Snooper cleared after reading colleague's email

Photo: Shutterstock

A New Jersey teacher rifled through a colleague's email after she left her mailbox open on a public computer. She and her correspondents sued him. Jurors cleared him on hacking charges, however, agreeing that her failure to log out amounted to "tacit authorization." Timothy B. Lee at Ars Technica:

According to New Jersey law, a person is guilty if he "knowingly accesses without authorization a facility through which an electronic communication service is provided or exceeds an authorization to access that facility." The judge ruled that Marcus, not Rogers, had accessed her e-mail. So Rogers was on safe ground on the "access" question. However, the judge let the jury decide whether Rogers had exceeded the "authorization" Marcus had accidentally granted to him. The jury ruled that he had not.

At Internet Cases, attorney Evan Brown offers an analysis of the case: "The decision is potentially relevant to contexts other than email accounts on desktop computers. Does a person who finds another’s mobile device have the right to rummage through all the accounts (e.g., social media, email, dating sites) that the phone’s owner is logged into? This case underscores that the answer will be, frustratingly, 'it depends.'"

Also, yes, there is a stock photo for everything.

⟿ Follow Rob Beschizza on Twitter.

More at Boing Boing

Ants and Stars: Bruce Sterling and Jasmina Tesanovic visit the Sardinia Radio Telescope in Italy

The Snowden Principle

fuzzyfuzzyfungus

This seems like an unbelievably broken decision.

“Authorization” is basically just “consent” with an ID badge, used because it sounds more computer-security-ish. The idea that you could “grant authorization” by accident seems practically contradictory(not quite. If, by some processing error, FooCorp issued Joe The Temp a mailbox that hadn’t been purged, he wouldn’t really be some kind of hacker because he connected to it automatically when he first logged in and opened Outlook…); but if you have to do it covertly, it seems highly unlikely that you even think you are authorized, much less are.

In other news, Sony Inc. issued tacit authorization to Lulzsec by sucking at security a lot…
- http://tryingsense.blogspot.com/ R_Young
  
  That doesn’t follow at all; if you can show any small amount of criminal intent, this automatically wouldn’t apply. Lulsec didn’t just find a way in, crash the servers, and steal tons of cc numbers, they did it and *bragged* about how easy it was.
  - The Rizz
    
    So, the bragging is the part you have a problem with?
    - http://tryingsense.blogspot.com/ R_Young
      
      Frankly my dear, I don’t give a damn.
      
      All I’m sayin’ is the the “setting judicial precedent” argument is bs. If the guy had gone through every email and printed them out, that would be both creepy AND possible show malicious intent.
bzishi

I left my front door unlocked. You now have tacit authorization to enter my house and go through all my records and belongings.
- Antinous / Moderator
  
  I left my front door unlocked.
  
  No, you left your diary open on a public bench. It was a public computer, not her house, not her cell phone, not her laptop.
  - Jake0748
    
    Phooey. More like a letter she was going to send (or a copy of one which she had already sent), fell out of her pocket on a public street. Still not right to read, copy and use it to his advantage.
    - http://tryingsense.blogspot.com/ R_Young
      
      Not right, but should it justify a lawsuit? Read a open letter on the ground, get sued?
  - bzishi
    
    I agree, this is a better analogy.
- http://www.pattayamail.com John Thomas
  
  I’ve tacit authorisation to look through your open door perhaps.
Jake0748

Is it passe to bemoan the absence of common sense in this world today? WTF was wrong with this jury and these courts? The guy snooped on private communications, period. And he doesn’t even get a slap on the wrist.

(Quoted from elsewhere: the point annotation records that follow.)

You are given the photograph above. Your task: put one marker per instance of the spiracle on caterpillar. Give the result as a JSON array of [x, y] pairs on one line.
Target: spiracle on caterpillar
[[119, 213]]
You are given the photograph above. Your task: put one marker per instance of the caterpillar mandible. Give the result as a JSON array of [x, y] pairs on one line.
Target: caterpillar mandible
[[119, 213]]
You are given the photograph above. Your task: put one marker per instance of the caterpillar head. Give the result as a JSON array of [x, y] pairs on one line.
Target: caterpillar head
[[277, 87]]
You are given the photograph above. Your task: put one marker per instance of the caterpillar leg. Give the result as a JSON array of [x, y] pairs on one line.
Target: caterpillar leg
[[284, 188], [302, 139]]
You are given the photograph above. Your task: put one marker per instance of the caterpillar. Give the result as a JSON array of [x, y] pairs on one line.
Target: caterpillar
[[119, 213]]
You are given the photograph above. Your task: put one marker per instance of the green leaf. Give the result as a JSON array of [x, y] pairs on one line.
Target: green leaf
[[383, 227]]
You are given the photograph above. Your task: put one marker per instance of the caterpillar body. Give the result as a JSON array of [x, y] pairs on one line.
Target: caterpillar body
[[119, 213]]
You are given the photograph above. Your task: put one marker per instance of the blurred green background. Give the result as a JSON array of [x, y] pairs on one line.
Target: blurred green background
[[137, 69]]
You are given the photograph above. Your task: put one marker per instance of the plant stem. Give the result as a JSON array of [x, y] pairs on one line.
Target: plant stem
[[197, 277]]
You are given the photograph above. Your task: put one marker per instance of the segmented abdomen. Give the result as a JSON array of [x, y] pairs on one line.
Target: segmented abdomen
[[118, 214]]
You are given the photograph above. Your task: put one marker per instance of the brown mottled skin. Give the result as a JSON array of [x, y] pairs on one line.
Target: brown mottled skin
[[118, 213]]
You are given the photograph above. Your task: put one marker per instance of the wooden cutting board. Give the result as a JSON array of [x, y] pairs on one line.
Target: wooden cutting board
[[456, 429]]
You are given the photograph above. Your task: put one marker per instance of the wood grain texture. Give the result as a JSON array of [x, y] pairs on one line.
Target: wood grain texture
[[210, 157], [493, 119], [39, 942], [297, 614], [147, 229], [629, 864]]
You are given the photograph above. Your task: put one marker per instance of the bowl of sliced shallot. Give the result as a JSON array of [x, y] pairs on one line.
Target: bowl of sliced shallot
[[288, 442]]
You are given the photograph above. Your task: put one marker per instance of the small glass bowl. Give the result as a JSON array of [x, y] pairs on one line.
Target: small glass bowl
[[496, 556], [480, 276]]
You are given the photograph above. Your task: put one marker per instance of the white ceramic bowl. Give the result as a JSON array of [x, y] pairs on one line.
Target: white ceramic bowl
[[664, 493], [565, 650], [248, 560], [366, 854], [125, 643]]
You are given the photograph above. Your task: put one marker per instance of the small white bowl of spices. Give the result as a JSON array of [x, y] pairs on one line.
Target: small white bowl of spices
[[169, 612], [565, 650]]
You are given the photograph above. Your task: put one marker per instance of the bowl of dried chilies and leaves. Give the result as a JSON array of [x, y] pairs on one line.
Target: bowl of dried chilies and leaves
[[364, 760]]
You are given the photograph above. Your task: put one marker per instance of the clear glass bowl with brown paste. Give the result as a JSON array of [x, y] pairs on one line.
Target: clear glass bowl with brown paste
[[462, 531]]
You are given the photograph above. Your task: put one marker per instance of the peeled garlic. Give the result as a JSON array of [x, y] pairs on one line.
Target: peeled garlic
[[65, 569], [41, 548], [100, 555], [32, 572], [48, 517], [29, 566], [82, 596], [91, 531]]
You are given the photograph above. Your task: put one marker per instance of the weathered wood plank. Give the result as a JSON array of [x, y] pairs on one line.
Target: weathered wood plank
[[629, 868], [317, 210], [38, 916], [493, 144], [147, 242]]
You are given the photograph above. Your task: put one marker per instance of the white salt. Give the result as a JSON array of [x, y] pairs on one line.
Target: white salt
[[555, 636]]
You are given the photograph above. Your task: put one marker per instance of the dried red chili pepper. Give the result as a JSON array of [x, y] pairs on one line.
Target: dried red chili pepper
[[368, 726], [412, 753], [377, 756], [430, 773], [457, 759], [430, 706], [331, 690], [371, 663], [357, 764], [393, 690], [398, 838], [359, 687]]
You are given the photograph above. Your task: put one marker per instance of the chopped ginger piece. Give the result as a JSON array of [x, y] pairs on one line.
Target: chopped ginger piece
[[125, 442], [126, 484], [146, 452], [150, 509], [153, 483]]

Meh… once again the world depresses me.
- MythicalMe
  
  In the 18th century and early 19th century, if you mailed a letter through the US Postal service it was likely that your neighbors new the contents within hours of it hitting the post office. It was also not unusual for the postman to open, read and pass on to your neighbors any letters you might be receiving. If you truly wanted to keep something secret you hired a private courier.
  
  As for common sense, there is nothing that I receive or send by e-mail that if it ended up disclosed I would find particularly embarrassing. Anything that goes out on the internet is possible for someone else to see. Only encryption provides some reasonable assurance of privacy, but you have to take steps to ensure that your personal security isn’t compromised.
  
  Bottom line is that if you leave a public computer logged in and then go to the washroom you cannot expect someone to sit down at the computer you were using and not read your e-mail.
  
  I think your definition of common sense is being muddied by your own bias.
  - Jake0748
    
    Well, you’re right. But my own bias is that I think that it is just plain wrong (unethical, immoral, evil?) to pry into other people’s private communications. I don’t EXPECT people to not read my email if I leave it open when I go to the crapper, but at least I can WISH that they wouldn’t.
    - Antinous / Moderator
      
      Of course it’s immoral. But this post is about whether or not it’s illegal.
  - bzishi
    
    I think the legal question must come down to intent. If it was a stalker or a person who was trying to find financial information, then clearly the victim’s rights would have been violated to the extent that some sort of action by the state would be needed. It also depends on whether the individual planned the snooping or did it by accident. If an individual plans to get some sort of advantage through snooping or intends to use information gained to commit a crime, then it should be illegal even if it was done on a public terminal. And if an individual intentionally waits until a person walks away from a public terminal to check if it is unlocked, then that is also an overt act to try to intentionally violate that person’s privacy. It should also be a crime.
    
    Where it becomes fuzzy is if a person accidentally snoops and finds that a coworker has some medical condition, is interviewing for another job, has legal troubles, etc. If the snooper then discloses this information, should that be illegal? What if the snooper knows that this information would get the coworker fired or would cause some sort of discrimination?
MB44

Officer on witness stand: We then found the evidence needed in the defendant’s email and detained the defendant.
Prosecution: And was the defendant logged in already?
Officer: Yes.
Prosecution: You see your honor, we have tacit approval. The search is completely legal.
Defendant: Shit.
10xor01

Wow, there’s a stock photo for anything nowadays.
- http://twitter.com/joegormally Joe Gormally
  
  Even though they credit the source as Shutterstock.. I’m pretty sure it may have come from AwkwardStockPhotos.com
semiotix

Can you also post from an account someone forgot to log out of? Is that allowed too? Because Marvin H. Chucklewit here has some interesting, um, “boudoir” photos on his hard drive I’m kind of dying to put up on his own Facebook page.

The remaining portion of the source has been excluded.